In the Mideast war, Canada is the only western US ally conducting air strikes in Syria. In Asia, Canada is fully implicated in the “US pivot,” which is aimed at strategically isolating and encircling China. In the fall of 2013, Ottawa and Washington signed a secret “Defense Policy Cooperation Framework” to enhance Canadian-US military cooperation in the Asia-Pacific region. The CAF is also seeking to establish new forward military bases in the region, including in Singapore and South Korea.

The parliamentary opposition parties, the New Democratic Party (NDP) and Liberals, are fully committed to the defence of the interests of Canadian imperialism. In the case of Russia, they have lent their backing to every escalation of the crisis brought about by the actions of the US and its allies. When Harper made headlines at last November’s G-20 summit for telling Putin bluntly to “get out of Ukraine,” the NDP’s only objection was that his actions did not go far enough. NDP foreign policy spokesman Paul Dewar criticized the Harper government, saying that it was not clear how mere words could meet the concerns raised by Russian “aggression.”

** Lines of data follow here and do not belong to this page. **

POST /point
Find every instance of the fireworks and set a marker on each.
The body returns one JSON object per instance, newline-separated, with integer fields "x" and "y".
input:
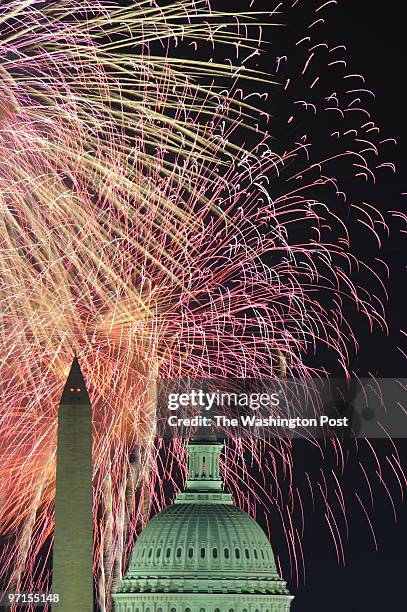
{"x": 151, "y": 224}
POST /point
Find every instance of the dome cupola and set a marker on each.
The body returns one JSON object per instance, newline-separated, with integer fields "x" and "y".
{"x": 202, "y": 553}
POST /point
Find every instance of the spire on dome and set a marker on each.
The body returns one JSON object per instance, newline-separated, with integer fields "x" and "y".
{"x": 75, "y": 391}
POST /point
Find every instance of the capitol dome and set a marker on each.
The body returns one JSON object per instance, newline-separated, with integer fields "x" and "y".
{"x": 202, "y": 554}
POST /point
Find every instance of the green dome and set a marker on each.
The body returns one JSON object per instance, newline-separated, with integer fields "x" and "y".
{"x": 213, "y": 545}
{"x": 202, "y": 546}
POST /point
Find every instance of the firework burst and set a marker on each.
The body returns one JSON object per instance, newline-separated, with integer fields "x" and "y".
{"x": 139, "y": 231}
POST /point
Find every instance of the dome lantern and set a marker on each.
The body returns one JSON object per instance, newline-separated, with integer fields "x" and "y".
{"x": 202, "y": 553}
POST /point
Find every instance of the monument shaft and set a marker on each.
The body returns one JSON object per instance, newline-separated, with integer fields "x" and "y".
{"x": 73, "y": 537}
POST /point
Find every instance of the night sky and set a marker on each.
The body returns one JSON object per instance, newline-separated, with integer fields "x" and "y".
{"x": 370, "y": 581}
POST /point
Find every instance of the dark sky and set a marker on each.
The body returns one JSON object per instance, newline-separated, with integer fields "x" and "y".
{"x": 370, "y": 581}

Liberal leader Justin Trudeau reacted to the latest deployment by announcing his party is behind the mission. Pointing to Canada’s long-standing and close relationship with Ukraine, he observed that the deployment was “a responsible thing for Canada to do as part of an international effort.”

With an election fast approaching, NDP leader Thomas Mulcair thought it politic not to be seen endorsing another aggressive action of the Harper government on the world stage. But he and the NDP have not outright opposed the CAF deployment, nor made any fundamental criticism of the fact that Canadian troops will now be present in the Ukraine and in support of an extreme rightwing government that has repeatedly threatened and goaded Russia.

Mulcair criticized Harper for not consulting with the opposition parties prior to this week’s announcement and said it was “a dangerous precedent” to make the deployment without a parliamentary debate. He also expressed concern that Canada’s deployment is not being done as part of a NATO mission.

Mulcair’s minor quibbles with the government over the way in which the mission was announced should fool no one. The NDP has repeatedly supported Canada waging imperialist war, including its leading roles in the 1999 NATO war on Yugoslavia, the Afghan war and the 2011 NATO assault on Libya.

As for Mulcair’s boosting of NATO—he similarly complained last month that Canada’s Mideast war deployment isn’t under the NATO banner—it only underscores the extent to which the trade union-backed NDP is a party of imperialist war.

The US-led military alliance has been the linchpin of Washington’s drive to assert military geopolitical dominance over Eurasia since the beginning of the Cold War, and it has been at the center of the current drive against Russia. This includes not only the aforementioned deployments to Eastern Europe, the Baltic states and the Black Sea, but also the creation of a new 30,000-strong NATO “rapid reaction force,” so that combat troops can deploy to Russia’s borders on just a few hours’ notice.